Ele ficou tenso e não disse mais nada.
Lia se perguntou de onde tirou coragem para dizer algo assim a Matteo. Precisava controlar melhor o que falava.
Os dois se mergulharam no trabalho até a hora do almoço.
Enquanto ela almoçava na cozinha, a cena do beijo entre Fabiana e Matteo se repetia uma e outra vez em sua mente.
Nesses poucos dias, Matteo e Lia tinham se dado melhor. Mas agora tudo voltava a ser como no começo, por causa do que ele lhe dissera no escritório. Ela não podia acreditar na arrogância dele ao supor que ela queria ser beijada por ele. No passado, talvez, mas agora não mais.

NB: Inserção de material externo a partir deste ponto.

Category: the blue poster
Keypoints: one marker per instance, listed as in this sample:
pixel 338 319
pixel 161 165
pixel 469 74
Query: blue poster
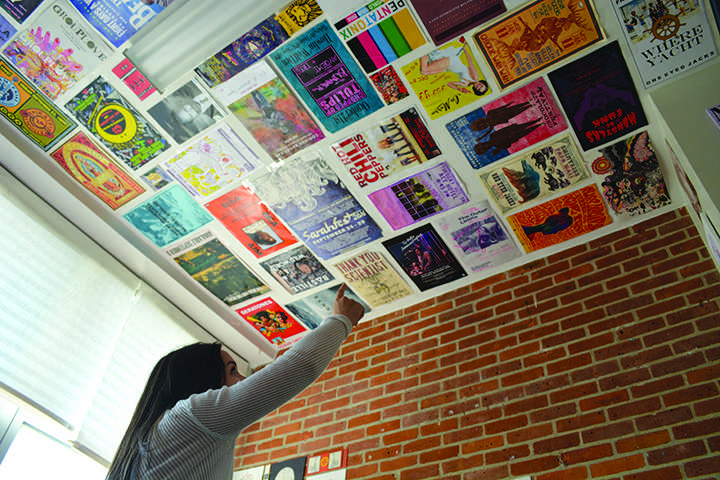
pixel 327 78
pixel 168 216
pixel 312 200
pixel 118 20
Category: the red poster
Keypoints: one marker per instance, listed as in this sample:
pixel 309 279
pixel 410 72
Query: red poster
pixel 251 222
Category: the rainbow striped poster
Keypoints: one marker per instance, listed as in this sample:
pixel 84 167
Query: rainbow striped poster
pixel 380 32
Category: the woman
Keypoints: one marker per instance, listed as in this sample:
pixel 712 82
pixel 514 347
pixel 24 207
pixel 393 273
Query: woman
pixel 196 403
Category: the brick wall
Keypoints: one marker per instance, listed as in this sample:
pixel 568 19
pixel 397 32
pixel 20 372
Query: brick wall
pixel 597 362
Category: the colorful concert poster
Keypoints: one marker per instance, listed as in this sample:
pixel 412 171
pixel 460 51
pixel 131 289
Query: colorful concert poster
pixel 560 219
pixel 507 125
pixel 297 270
pixel 423 195
pixel 450 18
pixel 243 52
pixel 446 79
pixel 599 97
pixel 251 222
pixel 116 124
pixel 538 173
pixel 309 196
pixel 210 263
pixel 168 216
pixel 633 183
pixel 537 36
pixel 315 308
pixel 380 32
pixel 29 110
pixel 392 145
pixel 119 20
pixel 479 239
pixel 666 38
pixel 425 257
pixel 217 160
pixel 388 83
pixel 95 171
pixel 276 325
pixel 373 278
pixel 326 77
pixel 57 49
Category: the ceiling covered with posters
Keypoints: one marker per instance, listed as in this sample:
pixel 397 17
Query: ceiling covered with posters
pixel 404 147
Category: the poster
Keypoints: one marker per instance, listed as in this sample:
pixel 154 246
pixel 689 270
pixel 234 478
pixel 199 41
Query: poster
pixel 389 84
pixel 448 19
pixel 599 97
pixel 633 182
pixel 168 216
pixel 423 195
pixel 478 237
pixel 57 49
pixel 317 206
pixel 272 113
pixel 277 326
pixel 116 124
pixel 327 79
pixel 446 79
pixel 186 112
pixel 373 278
pixel 216 160
pixel 119 20
pixel 425 257
pixel 392 145
pixel 507 125
pixel 538 173
pixel 95 171
pixel 209 262
pixel 537 36
pixel 314 309
pixel 380 32
pixel 560 219
pixel 667 37
pixel 297 270
pixel 29 110
pixel 251 222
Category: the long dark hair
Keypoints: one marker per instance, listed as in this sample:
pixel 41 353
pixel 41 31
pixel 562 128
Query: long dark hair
pixel 192 369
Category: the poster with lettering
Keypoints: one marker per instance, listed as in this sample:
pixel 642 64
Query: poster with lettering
pixel 478 237
pixel 425 257
pixel 116 124
pixel 309 196
pixel 297 270
pixel 210 164
pixel 210 263
pixel 560 219
pixel 57 49
pixel 599 97
pixel 168 216
pixel 509 124
pixel 446 79
pixel 633 182
pixel 380 32
pixel 251 222
pixel 326 77
pixel 373 278
pixel 535 174
pixel 119 20
pixel 537 36
pixel 393 144
pixel 667 37
pixel 421 196
pixel 22 103
pixel 96 171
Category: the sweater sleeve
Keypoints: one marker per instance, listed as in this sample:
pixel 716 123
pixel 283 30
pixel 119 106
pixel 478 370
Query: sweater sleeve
pixel 229 410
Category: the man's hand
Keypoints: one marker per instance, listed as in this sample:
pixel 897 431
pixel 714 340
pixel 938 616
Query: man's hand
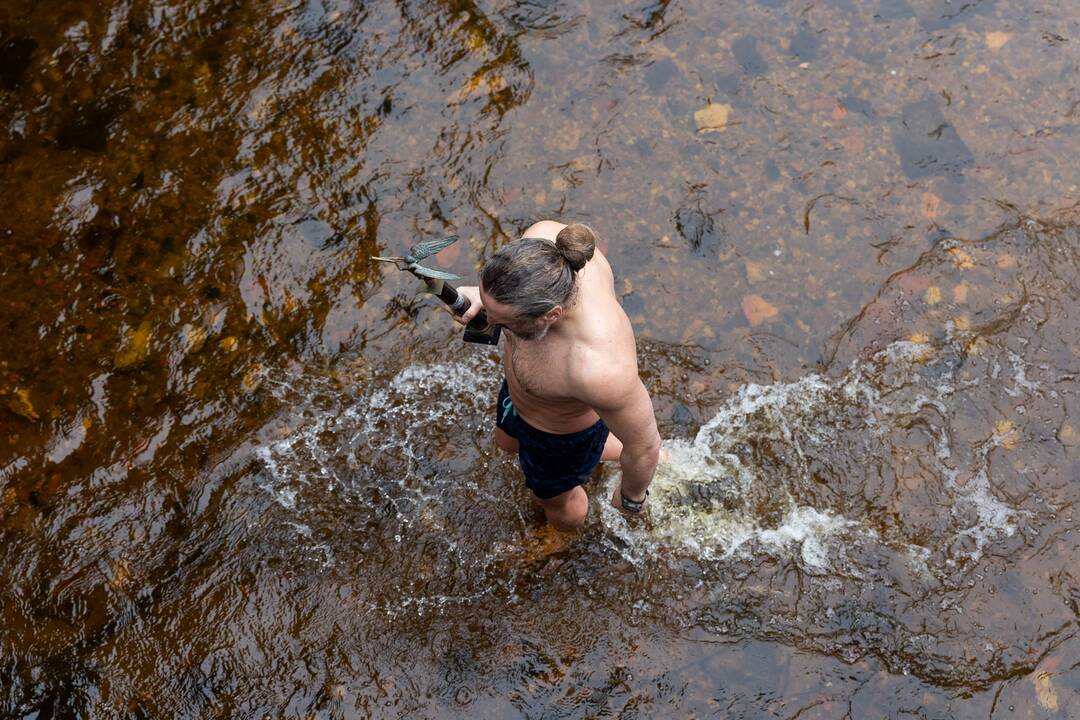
pixel 475 304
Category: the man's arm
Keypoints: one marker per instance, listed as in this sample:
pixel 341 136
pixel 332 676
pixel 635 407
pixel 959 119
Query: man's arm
pixel 623 404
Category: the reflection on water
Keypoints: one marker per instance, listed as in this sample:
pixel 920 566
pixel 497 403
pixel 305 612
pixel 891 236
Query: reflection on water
pixel 244 473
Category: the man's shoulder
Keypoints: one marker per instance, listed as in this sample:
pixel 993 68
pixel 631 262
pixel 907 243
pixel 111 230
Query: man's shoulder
pixel 601 371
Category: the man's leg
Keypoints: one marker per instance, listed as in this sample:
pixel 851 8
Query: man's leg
pixel 566 511
pixel 505 443
pixel 612 448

Um toque em sua mão a tirou da distração. Era Matteo, que colocara sua mão sobre a dela. Ele estava na cadeira de rodas tão perto dela que seus joelhos se tocavam.
Ela olhou para as mãos em contato e afastou a sua rapidamente.
—Tenho tentado falar com você há um bom tempo e não respondia —disse Matteo.
—Desculpe. Precisa de algo?
Ele ficou a observando e depois levou a mão que estava sobre a dela até sua bochecha.
Ela ordenou ao corpo que se mexesse, mas ele já não lhe pertencia. Fechou os olhos com o contato.
—Eu estava certa —Lia abriu os olhos e o olhou desorientada—. Você me deseja.
Ela se levantou num pulo e recuou alguns passos.
Na mente, soltou um monte de impropérios. Não pelo que ele acabara de fazer, mas porque tinha medo de acreditar que ele realmente estava certo.
—Era disso que se tratava? De provar que você estava certa? —perguntou na defensiva.
—Em parte —confirmou ele com aquele sorriso enganoso que ela começava a odiar.
Ela se perguntou o que havia acontecido com aquele homem que parecia emanar uma honestidade verdadeira. Não como agora, que parecia estar sempre atuando, mesmo sem fotógrafos por perto.
—Quer saber de uma coisa? —perguntou ela, sem conseguir se conter.
—Diga.
—Senti falta do seu sorriso —disse com total sinceridade.
Falava daquele sorriso que ele lhe dera numa tarde de verão.
Matteo pareceu confuso com sua confissão, mas ela não ia explicar a que se referia.